Equity markets bounced last week on the back of soothing macroeconomic data.

Consumer confidence in the US improved sharply in June, with the confidence index recovering to 109.7 versus 102.5 in May.

Personal consumption expenditures (PCE) slowed to +0.1% month-on-month in May, down from +0.4% in April. Year-on-year figures were +3.8% and +4.3%. Core inflation, stripping out food and energy, slowed to +0.3% month-on-month versus +0.4% in April. Year-on-year numbers were +4.6% and +4.7%.

On the economic front in the US, durable goods orders continued rising in May, for the third consecutive month – beating market expectations on the strength of transportation equipment. Total orders amounted to USD 288.2 billion, which was 1.7% higher than in April.

In the job market, initial jobless claims fell by 26,000 in the week beginning 19 June, clocking in at 239,000 versus 265,000 in the previous week. But if we look at the four-week average to gauge the underlying trend in the labour market, we can see a small increase in people signing on.

In Europe, the inflation data was mixed. Germany’s CPI was +6.4% in June, rising from +6.1% in the previous month. Excluding food and energy, price growth was +5.8% in June versus +5.4% in May. Conversely, inflation continues to decline in France based on a preliminary estimate of +5.3%, down from +6% in May. But these figures are unlikely to deter the ECB from its tightening course.

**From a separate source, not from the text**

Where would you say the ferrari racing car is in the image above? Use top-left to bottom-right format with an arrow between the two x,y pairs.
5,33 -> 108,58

In China, manufacturing output in June declined for the third month running as the post-pandemic recovery remained fragile.

The economy is currently held back by a heavily indebted property sector, sluggish consumer spending amid the uncertain labour market prospects and the slowing economic growth globally, which is dampening demand for Chinese goods. It’s looking more and more likely that the Chinese government will take steps to support its economy, the world’s second largest.

In this setting, the S&P 500 ended the week up 2.35%. The tech-heavy Nasdaq rose by 2.19%. The Stoxx 600 Europe was ahead by 1.94%.